That’s a question I hear many times and I often quote comparisons with the massive decline in smoking and the overwhelming take-up of wearing seatbelts. It seems to me they offer the best place to start taking on board what’s necessary.
The only way to get onto the road to eradicating domestic abuse is firstly to make it socially unacceptable. But how do you achieve that?
I see there are four main requirements that need to be in place:
1. Educating children
2. Legislation
3. Empowering victims
4. Educating (reforming) abusers
Each of these is, by itself, a massive task to embark on and each is worthy of much discussion. Moreover, all of them require not only big financial commitments but also patience, time and committed individuals to champion long-term projects.
Educating the children may take a generation or two; legislation, as we have seen with the DA Bill, will take years to become fully effective; empowering victims will require trust and specific resources; and to educate/reform abusers will need substantial investment to create programmes of help for them – as with any other type of addict.

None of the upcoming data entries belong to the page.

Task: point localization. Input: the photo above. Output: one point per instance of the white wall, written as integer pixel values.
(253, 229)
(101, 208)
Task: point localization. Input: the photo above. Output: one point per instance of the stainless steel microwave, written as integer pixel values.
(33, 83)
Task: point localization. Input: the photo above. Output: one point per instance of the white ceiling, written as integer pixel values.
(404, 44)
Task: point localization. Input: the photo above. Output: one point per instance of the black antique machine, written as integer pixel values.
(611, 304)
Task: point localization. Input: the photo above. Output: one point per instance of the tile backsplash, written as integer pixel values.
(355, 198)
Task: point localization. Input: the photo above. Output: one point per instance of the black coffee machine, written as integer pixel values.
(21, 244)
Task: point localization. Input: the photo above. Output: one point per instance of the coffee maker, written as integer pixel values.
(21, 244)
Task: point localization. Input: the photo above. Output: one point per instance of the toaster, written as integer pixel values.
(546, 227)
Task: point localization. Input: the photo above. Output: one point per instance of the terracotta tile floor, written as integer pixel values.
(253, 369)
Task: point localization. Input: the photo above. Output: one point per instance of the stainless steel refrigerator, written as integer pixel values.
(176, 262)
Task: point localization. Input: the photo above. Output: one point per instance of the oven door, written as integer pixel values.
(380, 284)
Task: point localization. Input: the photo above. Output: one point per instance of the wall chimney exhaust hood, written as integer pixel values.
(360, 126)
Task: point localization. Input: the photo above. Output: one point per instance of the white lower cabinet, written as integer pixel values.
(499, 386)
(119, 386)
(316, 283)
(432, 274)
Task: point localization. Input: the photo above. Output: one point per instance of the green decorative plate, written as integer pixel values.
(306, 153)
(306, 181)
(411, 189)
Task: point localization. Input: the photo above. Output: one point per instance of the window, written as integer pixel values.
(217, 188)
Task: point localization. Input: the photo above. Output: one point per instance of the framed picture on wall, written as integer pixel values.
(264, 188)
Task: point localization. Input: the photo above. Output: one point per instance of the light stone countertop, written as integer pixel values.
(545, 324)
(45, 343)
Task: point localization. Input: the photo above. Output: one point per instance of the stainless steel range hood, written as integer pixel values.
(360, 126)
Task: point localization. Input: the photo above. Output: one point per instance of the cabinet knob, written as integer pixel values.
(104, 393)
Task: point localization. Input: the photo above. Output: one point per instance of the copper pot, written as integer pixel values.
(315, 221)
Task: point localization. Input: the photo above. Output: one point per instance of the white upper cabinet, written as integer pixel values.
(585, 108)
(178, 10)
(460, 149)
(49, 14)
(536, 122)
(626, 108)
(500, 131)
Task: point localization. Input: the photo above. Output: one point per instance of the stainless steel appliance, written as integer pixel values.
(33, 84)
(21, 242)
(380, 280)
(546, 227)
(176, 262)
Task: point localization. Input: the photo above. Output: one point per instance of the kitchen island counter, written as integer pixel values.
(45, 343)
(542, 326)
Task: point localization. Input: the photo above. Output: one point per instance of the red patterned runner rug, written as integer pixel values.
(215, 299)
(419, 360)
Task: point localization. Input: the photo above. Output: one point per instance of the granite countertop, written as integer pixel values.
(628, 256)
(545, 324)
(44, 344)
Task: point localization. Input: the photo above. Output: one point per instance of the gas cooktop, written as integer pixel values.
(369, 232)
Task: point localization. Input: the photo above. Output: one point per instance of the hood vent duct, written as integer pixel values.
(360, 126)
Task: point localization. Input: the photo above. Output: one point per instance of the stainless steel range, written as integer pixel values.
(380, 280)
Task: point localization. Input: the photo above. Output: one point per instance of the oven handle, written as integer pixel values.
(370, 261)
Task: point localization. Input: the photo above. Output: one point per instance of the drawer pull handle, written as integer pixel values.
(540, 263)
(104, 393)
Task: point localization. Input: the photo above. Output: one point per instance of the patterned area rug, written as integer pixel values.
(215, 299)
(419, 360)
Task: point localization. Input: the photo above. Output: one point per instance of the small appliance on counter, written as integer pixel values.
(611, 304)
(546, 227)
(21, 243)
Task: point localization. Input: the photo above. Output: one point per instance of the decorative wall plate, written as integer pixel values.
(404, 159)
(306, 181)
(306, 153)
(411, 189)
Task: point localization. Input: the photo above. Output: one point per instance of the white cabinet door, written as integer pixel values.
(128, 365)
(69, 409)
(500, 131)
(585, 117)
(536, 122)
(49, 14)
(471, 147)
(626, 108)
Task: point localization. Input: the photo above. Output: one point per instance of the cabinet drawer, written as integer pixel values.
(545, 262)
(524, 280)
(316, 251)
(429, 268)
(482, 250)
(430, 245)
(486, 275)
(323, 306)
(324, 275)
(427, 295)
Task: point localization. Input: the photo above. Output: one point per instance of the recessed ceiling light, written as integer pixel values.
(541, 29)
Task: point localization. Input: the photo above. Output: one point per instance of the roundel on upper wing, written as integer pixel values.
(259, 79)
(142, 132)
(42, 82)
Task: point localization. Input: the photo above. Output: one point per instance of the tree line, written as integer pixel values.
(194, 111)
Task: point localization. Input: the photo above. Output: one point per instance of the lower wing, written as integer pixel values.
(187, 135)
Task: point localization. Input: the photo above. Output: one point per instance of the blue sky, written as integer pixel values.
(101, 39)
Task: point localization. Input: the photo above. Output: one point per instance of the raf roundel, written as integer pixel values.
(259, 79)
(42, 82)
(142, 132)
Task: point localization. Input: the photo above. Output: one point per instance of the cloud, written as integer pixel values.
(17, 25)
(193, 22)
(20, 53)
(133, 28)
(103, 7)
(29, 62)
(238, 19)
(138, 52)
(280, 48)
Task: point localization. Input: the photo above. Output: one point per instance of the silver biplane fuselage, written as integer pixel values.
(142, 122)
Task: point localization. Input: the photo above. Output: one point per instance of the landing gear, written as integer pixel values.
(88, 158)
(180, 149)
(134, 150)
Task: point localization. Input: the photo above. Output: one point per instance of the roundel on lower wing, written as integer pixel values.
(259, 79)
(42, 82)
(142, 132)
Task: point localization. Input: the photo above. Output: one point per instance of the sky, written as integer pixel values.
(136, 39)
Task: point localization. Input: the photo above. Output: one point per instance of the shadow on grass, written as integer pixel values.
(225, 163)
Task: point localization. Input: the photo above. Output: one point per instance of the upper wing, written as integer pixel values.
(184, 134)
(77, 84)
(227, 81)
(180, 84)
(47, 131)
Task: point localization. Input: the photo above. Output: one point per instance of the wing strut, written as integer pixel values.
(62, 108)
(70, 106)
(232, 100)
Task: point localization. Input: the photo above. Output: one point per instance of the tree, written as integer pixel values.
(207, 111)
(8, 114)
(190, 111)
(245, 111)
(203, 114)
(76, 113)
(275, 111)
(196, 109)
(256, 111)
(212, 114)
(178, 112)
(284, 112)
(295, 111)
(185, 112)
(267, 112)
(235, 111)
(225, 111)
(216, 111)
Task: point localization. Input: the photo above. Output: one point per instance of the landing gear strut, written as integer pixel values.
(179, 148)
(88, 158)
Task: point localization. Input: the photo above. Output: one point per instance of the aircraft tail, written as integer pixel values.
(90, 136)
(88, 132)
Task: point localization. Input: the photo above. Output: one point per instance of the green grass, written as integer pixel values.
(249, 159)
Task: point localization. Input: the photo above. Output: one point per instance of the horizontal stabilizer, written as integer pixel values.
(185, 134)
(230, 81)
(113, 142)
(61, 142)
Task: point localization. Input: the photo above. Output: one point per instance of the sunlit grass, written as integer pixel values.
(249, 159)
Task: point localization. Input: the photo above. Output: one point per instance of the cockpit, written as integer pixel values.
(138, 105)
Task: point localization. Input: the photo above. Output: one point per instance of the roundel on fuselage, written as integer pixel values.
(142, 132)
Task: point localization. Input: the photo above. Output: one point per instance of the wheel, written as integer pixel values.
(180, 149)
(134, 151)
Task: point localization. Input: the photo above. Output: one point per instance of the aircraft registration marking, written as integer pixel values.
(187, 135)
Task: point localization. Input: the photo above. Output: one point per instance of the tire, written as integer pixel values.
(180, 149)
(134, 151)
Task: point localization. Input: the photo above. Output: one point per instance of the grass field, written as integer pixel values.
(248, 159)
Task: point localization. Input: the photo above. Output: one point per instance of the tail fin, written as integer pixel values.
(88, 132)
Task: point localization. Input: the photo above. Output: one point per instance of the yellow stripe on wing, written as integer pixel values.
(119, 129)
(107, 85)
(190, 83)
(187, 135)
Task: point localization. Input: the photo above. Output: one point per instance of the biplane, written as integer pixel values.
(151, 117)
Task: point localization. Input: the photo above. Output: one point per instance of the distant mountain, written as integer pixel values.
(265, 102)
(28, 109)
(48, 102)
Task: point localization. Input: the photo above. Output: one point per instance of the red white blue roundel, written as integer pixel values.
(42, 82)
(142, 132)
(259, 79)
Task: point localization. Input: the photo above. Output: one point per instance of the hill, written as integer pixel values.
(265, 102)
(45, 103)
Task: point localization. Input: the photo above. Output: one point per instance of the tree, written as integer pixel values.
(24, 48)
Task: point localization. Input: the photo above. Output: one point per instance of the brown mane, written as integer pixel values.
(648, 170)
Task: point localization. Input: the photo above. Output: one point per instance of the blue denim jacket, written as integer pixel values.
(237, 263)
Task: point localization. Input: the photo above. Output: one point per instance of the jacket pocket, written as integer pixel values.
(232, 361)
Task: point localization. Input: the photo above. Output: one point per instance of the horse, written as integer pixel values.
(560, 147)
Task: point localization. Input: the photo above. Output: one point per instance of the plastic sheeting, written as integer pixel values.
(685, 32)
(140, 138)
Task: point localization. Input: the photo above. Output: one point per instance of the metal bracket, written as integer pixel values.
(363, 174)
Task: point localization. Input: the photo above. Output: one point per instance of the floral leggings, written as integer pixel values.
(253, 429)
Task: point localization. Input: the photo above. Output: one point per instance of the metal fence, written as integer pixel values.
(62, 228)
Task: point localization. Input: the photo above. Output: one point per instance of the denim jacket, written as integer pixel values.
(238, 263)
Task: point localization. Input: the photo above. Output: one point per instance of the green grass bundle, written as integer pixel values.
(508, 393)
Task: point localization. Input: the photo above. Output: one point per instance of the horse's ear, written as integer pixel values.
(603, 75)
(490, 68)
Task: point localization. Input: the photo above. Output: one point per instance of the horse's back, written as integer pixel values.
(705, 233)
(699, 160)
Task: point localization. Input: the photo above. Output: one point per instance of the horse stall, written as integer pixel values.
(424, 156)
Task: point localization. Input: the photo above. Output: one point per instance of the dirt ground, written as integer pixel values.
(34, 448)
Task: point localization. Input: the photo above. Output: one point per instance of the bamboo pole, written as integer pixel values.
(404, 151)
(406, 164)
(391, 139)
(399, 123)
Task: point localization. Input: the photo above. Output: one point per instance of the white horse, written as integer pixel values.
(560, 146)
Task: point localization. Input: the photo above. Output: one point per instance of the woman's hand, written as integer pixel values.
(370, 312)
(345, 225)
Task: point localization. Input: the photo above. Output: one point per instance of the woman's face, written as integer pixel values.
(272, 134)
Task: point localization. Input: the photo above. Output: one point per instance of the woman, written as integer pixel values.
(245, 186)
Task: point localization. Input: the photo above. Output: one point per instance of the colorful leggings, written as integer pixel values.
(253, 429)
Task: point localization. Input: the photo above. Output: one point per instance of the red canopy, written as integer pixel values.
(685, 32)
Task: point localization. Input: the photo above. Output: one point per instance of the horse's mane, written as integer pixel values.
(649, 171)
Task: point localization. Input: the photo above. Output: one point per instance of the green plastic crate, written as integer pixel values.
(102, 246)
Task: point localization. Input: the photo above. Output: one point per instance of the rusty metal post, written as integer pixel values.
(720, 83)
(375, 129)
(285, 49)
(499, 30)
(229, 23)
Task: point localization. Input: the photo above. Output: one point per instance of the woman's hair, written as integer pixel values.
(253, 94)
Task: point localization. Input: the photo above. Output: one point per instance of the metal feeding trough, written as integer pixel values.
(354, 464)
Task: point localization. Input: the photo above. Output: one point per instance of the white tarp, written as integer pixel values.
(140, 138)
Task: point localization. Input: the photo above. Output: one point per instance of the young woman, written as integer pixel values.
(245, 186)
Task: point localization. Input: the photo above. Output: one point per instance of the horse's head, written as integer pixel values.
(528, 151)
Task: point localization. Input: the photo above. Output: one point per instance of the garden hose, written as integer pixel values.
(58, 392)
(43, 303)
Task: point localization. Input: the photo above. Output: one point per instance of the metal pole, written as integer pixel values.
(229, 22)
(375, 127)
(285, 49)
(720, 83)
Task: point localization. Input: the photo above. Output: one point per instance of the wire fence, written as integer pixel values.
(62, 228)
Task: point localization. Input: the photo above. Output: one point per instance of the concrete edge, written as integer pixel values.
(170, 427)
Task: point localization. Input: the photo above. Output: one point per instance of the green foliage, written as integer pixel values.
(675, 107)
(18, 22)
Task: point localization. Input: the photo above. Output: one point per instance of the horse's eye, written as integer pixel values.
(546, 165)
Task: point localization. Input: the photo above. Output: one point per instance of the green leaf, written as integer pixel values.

All this needs a government with true foresight – in other words, a horizon set well beyond the next election. That is where we come to the real stumbling block.
Making domestic abuse socially unacceptable is the only way to eradicate it. Simply saying ‘domestic abuse must stop’ is not good enough: we need to create a sea-change in society’s attitude.
The domestic abuse support sector has recently received more funding than ever before to support victims: this must continue but the only way we are going to bring about eradication is by sustained investment in a four-pronged attack.
I have worked in this sector for nearly 13 years and I have met many passionate and committed individuals. What we need now is someone with the skills, vision – and clout – to develop the four fundamental requirements which will make domestic abuse socially unacceptable.